Human immunodeficiency virus (HIV)-associated
HIV-infected patients are a subgroup of the immunodeficient FUO, and frequently have fever. The primary phase shows fever since it has a mononucleosis-like illness. In advanced stages of infection fever mostly is the result of a superimposed infections.
African hantavirus (Sangassou virus)
In 2010, the first indigenous African hantavirus, Sangassou virus (SANGV) was isolated from an African wood mouse in a forest in Guinea, West Africa. A retrospective seroepidemiological analysis revealed the presence of Sangassou virus-specific neutralizing antibodies in the sera of patients suffering from fever of unknown origin.

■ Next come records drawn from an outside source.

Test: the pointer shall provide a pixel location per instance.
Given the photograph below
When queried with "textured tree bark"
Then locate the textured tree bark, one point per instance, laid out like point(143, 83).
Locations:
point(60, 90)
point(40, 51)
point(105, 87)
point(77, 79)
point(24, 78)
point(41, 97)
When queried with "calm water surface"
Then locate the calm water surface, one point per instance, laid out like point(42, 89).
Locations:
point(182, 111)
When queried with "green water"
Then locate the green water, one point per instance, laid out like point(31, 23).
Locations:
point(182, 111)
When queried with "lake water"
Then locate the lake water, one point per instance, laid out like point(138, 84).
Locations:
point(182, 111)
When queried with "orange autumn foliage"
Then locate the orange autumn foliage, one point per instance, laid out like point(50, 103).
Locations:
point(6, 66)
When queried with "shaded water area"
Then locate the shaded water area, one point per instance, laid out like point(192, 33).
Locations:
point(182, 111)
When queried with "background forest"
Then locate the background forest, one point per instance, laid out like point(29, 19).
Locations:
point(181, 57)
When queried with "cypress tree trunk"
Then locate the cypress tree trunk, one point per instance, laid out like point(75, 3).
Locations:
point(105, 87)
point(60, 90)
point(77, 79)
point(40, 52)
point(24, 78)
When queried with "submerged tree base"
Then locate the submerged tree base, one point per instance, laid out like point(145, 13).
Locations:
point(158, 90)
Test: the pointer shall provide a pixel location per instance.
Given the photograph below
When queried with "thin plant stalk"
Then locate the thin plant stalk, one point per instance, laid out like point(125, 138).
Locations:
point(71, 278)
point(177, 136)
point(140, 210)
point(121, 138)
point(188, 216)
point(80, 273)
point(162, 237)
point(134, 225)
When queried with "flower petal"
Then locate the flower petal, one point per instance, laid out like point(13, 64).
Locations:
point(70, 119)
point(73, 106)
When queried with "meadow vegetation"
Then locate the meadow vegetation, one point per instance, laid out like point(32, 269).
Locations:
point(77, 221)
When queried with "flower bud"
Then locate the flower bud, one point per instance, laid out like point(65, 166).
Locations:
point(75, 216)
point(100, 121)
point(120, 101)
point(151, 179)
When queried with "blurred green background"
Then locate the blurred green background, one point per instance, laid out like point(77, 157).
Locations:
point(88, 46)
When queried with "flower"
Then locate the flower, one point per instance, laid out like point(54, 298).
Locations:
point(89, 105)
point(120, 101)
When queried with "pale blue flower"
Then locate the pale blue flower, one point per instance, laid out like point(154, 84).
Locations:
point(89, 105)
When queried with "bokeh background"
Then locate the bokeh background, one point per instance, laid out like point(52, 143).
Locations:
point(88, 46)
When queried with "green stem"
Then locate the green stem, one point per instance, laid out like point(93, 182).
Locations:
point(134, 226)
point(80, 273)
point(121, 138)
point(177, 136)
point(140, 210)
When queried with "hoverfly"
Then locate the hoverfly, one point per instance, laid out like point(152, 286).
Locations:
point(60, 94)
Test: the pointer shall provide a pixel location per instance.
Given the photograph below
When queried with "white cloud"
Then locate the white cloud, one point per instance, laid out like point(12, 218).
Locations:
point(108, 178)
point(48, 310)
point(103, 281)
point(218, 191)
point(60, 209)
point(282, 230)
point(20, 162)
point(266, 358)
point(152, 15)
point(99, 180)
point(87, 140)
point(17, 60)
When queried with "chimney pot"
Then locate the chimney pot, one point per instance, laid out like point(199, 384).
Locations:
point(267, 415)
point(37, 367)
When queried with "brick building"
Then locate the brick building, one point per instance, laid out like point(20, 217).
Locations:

Unless the patient is acutely ill, no therapy should be started before the cause has been found. This is because non-specific therapy is rarely effective and mostly delays diagnosis. An exception is made for neutropenic patients in which delay could lead to serious complications. After blood cultures are taken this condition is aggressively treated with broad-spectrum antibiotics. Antibiotics are adjusted according to the results of the cultures taken.
Since there is a wide range of conditions associated with FUO, prognosis depends on the particular cause. If after 6 to 12 months no diagnosis is found, the chances diminish of ever finding a specific cause. However, under those circumstances prognosis is good.